Batching the forward into the LLM is necessary for efficient use of the GPU. The goal is to fill maximimally the memory of the GPU, with tokens only (without padding tokens). A common way to do that is to group the text into a chunks of _n_ tokens.

In [None]:
def group_texts(dataset: Dataset,
                max_length: int=512,
                batch_size: int=128,
                return_labels: bool=False
                ) -> Dataset:
    """Grouping texts to max_length."""
    def group(examples):
        # Concatenate all texts.
        concatenated_examples = {k: list(chain(*examples[k])) if k != "corpus" else examples[k]
                                 for k in examples.keys()}
        total_length = len(concatenated_examples["input_ids"])
        total_length = (total_length // max_length) * max_length
        # Split by chunks of max_len.
        result = {
            k: [t[i : i + max_length] for i in range(0, total_length, max_length)]
            for k, t in concatenated_examples.items()
        }
        if return_labels:
            result["labels"] = result["input_ids"].copy()
        return result
    dataset = dataset.map(
        group,
        batched=True,
        batch_size=batch_size,
        num_proc=os.cpu_count(),
        desc=f"Grouping texts in chunks of {max_length}",
        )
    return dataset

# Run the preparation <a name="run"></a>

In [None]:
def prepare_data(dataset: Dataset,
                 subset: int=48_000,
                 max_length: int=1024,
                 ) -> Dataset:
    """Sample the same number of tokens for each corpus and split in train/test."""
    for corpus in dataset:
        dataset[corpus] = dataset[corpus].remove_columns("corpus").add_column("corpus", [corpus] * len(dataset[corpus]))
        if subset is None or len(dataset[corpus]) <= subset:
            continue
        dataset[corpus] = dataset[corpus].select(range(subset))
    dataset = dataset.shuffle()
    train = {}
    test = {}
    for corpus in dataset:
        train_test = dataset[corpus].train_test_split(0.2)
        train[corpus] = train_test["train"]
        test[corpus] = train_test["test"]
    train = DatasetDict(train)
    test = DatasetDict(test)
    train = concatenate_datasets(train.values())
    test = concatenate_datasets(test.values())
    train_tokens = (len(train) * max_length)
    test_tokens = (len(test) * max_length)
    print(f"Number of training tokens: {train_tokens:,}. Number of testing tokens: {test_tokens:,}")
    return train, test

Now we have defined all the required methods, we can the data preparation.

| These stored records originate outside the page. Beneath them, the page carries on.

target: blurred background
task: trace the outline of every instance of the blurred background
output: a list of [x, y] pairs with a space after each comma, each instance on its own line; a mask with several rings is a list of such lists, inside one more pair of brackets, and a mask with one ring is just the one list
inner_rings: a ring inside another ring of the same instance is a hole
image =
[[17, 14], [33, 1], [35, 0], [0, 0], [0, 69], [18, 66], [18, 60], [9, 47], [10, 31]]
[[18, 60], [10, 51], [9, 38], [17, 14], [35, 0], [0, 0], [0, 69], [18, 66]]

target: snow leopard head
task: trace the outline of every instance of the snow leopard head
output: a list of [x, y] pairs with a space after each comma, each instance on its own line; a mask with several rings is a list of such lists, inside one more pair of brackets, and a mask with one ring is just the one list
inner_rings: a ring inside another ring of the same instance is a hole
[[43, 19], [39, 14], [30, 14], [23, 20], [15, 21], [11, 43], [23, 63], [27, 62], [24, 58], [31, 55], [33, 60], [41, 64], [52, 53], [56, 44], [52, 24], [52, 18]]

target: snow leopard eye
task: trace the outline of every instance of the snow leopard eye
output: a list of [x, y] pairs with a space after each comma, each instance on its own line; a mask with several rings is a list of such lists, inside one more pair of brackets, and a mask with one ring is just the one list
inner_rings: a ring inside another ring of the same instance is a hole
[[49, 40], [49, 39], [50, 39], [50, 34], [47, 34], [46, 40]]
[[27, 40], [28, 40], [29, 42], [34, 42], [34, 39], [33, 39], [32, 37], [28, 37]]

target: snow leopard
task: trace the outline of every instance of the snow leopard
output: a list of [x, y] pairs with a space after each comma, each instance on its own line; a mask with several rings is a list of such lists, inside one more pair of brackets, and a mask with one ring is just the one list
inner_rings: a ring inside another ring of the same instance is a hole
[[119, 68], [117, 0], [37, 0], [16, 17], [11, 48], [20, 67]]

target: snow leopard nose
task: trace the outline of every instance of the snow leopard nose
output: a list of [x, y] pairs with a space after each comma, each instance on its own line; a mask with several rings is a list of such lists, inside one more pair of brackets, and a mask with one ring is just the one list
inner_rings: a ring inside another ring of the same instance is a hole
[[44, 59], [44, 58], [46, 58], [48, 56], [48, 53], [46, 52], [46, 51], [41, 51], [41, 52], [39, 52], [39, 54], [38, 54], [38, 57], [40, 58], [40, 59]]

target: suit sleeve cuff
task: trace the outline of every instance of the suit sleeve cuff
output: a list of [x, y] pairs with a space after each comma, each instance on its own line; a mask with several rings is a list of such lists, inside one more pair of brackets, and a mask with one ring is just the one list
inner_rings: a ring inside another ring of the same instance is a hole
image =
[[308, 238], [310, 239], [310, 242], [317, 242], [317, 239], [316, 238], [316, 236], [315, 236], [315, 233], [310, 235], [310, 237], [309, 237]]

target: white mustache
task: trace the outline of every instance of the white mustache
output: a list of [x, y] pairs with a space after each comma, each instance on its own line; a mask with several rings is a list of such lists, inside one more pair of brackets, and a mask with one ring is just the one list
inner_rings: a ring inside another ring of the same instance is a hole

In your opinion, why do we group the sequences?

In [None]:
tokenizer = AutoTokenizer.from_pretrained("TinyLlama/TinyLlama-1.1B-intermediate-step-1431k-3T")
tokenized_dataset = tokenize_dataset(tokenizer=tokenizer,
                                     dataset=dataset,
                                     batch_size=2)
grouped_dataset = group_texts(dataset=tokenized_dataset, batch_size=2)
train, test = prepare_data(dataset=grouped_dataset)
# TODO: save the train and test dataset in two different folders.